= Österreichischer Sparkassenverband =

Trade organization in Austria

The Österreichischer Sparkassenverband (ÖSPV) is the national representative body of the Sparkassengruppe Österreich, acting as a trade association.

==History==

The first regional association of savings banks in Austria was created in 1899 in Lower Austria, followed by the other crown lands until all were covered by 1905. Also in 1905, the Reichsverband deutscher Sparkassen in Österreich was established in Vienna. It and operated under that name until Anschluss in 1938. It was reformed in 1946 as the Hauptverband der österreichischen Sparkassen, and adopted its current name in 2000. From 1947, it has been a sub-organization of the Austrian Economic Chamber.

==Overview==

The Sparkassenverband is registered as an Austrian eingetragener Verein and is a member of the European Savings Banks Group and of the World Savings Banks Institute as well as the Deutsche Sparkassenstiftung für Internationale Kooperation.

It publishes a periodical every two months, Österreichische Sparkassen-Zeitung.

==Membership==

The association's members are Erste Group Bank, Erste Bank Österreich, Die Zweite Sparkasse, 46 local savings banks outside of Vienna, and seven associations (Landesverband) that bring the former together on a regional basis.
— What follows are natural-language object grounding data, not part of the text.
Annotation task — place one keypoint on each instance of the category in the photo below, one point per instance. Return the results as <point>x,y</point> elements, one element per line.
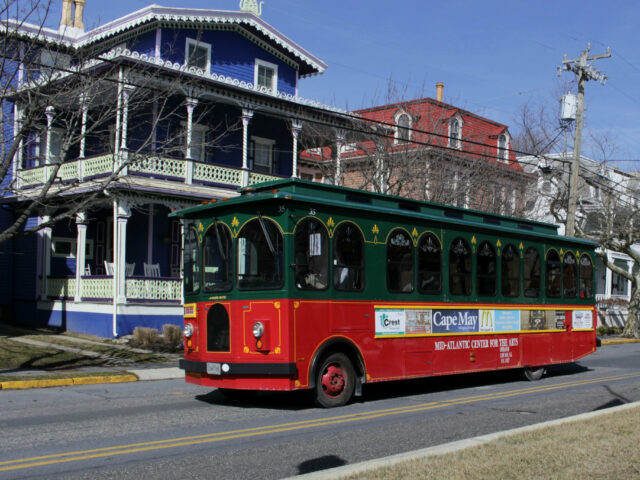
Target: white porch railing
<point>172,169</point>
<point>101,288</point>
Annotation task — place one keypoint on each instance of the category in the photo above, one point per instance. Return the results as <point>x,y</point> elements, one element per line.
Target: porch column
<point>49,113</point>
<point>123,212</point>
<point>45,255</point>
<point>191,105</point>
<point>247,115</point>
<point>337,178</point>
<point>17,158</point>
<point>630,270</point>
<point>127,90</point>
<point>296,127</point>
<point>81,243</point>
<point>608,280</point>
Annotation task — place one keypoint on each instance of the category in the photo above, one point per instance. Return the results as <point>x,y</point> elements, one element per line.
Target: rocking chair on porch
<point>151,269</point>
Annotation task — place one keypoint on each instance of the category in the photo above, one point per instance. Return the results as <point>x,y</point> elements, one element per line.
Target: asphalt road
<point>168,429</point>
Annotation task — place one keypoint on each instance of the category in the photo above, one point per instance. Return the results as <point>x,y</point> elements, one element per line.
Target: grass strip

The "participation-managing savings bank" (Anteilsverwaltungssparkasse, Sparkassen foundations, the group audit organization (Prüfungsstelle), and the "Verbundpartner" are cooperation partners of the Sparkassenverband.

The seven regional associations (as of early 2024) are in Vienna (3 members, namely Erste Group Bank, Erste Group Österreich, and Zweite Sparkasse), Lower Austria (16 members), Upper Austria (9 members), Salzburg (2 members), Tyrol (8 members), Vorarlberg (5 members), Styria (4 members) and Carinthia (2 members).